Geri Dön
PolitikaNuman Kurtulmuş, yeniden TBMM Başkanı seçildi

Numan Kurtulmuş, yeniden TBMM Başkanı seçildi

TBMM Genel Kurulu, 28'inci Dönem ikinci devre Meclis Başkanlığı seçimleri ile içerisinde infaz düzenlemelerini de içeren, 'Ceza ve Güvenlik Tedbirlerinin İnfazı Hakkında Kanun ile Bazı Kanunlarda Değişiklik Yapılmasına Dair Kanun Teklifi'ni görüşmek üzere toplandı. AK Parti İstanbul Milletvekili Numan Kurtulmuş, Genel Kurul'daki üçüncü tur oylamada 329 oy alarak yeniden TBMM Başkanı seçildi.

Numan Kurtulmuş, yeniden TBMM Başkanı seçildi

TBMM Genel Kurulu 28'inci Dönem ikinci devre Meclis Başkanlığı seçimi ile içerisinde infaz düzenlemelerini de içeren, 'Ceza ve Güvenlik Tedbirlerinin İnfazı Hakkında Kanun ile Bazı Kanunlarda Değişiklik Yapılmasına Dair Kanun Teklifi'ni görüşmek üzere Meclis Başkanvekili Bekir Bozdağ başkanlığında toplandı. Genel Kurul’da TBMM Başkanlığı seçimleri öncesinde CHP'li milletvekilleri, İstanbul Büyükşehir Belediye Başkanı (İBB) Ekrem İmamoğlu'nun görselinin yer aldığı, 'Free İmamoğlu' yazılı kartvizitleri gösterdi.
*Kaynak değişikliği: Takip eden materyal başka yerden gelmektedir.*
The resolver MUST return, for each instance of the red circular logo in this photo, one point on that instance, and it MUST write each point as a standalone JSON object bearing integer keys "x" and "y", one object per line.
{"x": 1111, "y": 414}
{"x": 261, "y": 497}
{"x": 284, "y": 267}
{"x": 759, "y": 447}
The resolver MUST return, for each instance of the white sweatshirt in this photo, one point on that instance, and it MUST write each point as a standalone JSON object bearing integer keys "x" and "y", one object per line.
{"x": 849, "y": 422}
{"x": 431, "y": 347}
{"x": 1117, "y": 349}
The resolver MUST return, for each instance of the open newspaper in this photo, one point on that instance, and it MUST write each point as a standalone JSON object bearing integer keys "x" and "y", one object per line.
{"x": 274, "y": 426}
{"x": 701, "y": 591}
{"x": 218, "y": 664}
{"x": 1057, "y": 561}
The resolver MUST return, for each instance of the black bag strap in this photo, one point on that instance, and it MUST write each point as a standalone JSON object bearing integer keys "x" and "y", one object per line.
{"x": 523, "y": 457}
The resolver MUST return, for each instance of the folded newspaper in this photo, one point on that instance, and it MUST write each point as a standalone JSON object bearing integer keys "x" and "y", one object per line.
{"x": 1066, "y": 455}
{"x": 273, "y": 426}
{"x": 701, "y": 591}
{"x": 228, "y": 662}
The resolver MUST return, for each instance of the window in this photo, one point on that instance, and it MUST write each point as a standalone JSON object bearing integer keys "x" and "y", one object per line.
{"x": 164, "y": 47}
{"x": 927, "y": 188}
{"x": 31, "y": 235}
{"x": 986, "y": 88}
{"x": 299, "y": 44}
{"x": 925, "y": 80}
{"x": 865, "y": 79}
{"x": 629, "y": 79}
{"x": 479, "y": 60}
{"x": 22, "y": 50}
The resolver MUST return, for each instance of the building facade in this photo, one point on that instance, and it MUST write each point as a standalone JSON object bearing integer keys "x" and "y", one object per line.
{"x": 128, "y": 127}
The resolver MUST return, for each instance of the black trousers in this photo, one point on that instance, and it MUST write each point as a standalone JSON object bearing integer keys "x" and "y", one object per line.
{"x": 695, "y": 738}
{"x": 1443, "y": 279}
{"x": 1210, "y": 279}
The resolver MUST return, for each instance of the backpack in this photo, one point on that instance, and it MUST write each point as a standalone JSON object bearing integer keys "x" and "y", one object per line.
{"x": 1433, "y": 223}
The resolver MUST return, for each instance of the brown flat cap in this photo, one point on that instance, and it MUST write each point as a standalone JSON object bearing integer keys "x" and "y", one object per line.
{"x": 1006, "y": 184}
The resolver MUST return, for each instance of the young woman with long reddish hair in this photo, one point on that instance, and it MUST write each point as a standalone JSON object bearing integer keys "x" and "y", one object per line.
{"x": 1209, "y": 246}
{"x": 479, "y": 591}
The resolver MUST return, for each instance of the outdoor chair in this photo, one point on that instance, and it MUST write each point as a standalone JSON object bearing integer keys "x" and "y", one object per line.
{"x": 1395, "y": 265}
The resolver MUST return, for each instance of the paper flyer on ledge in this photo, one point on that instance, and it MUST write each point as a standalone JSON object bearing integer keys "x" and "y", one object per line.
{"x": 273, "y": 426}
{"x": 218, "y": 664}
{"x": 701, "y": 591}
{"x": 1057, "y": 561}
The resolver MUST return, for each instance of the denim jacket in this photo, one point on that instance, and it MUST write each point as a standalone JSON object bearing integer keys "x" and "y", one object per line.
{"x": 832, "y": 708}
Numan Kurtulmuş, yeniden TBMM Başkanı seçildi

BAHÇELİ, ÖZGÜR ÖZEL İLE TOKALAŞTI

TBMM Başkanlığı seçimleri için Meclis'e gelen MHP Genel Başkanı Devlet Bahçeli, CHP Genel Başkanı Özgür Özel ile muhalefet kulisinde tokalaştı. Özgür Özel, Bahçeli'ye, 'Sizi yeniden Meclis'te görmek çok güzel' derken Bahçeli ise 'Yakından takip ediyorum, çok hareketlisiniz maşallah, başarılar diliyorum' şeklinde yanıt verdi. Bahçeli, Genel Kurul salonunda ise grup sıralarına gelen DEM Parti Ağrı Milletvekili Sırrı Sakık ile kısa süre sohbet etti.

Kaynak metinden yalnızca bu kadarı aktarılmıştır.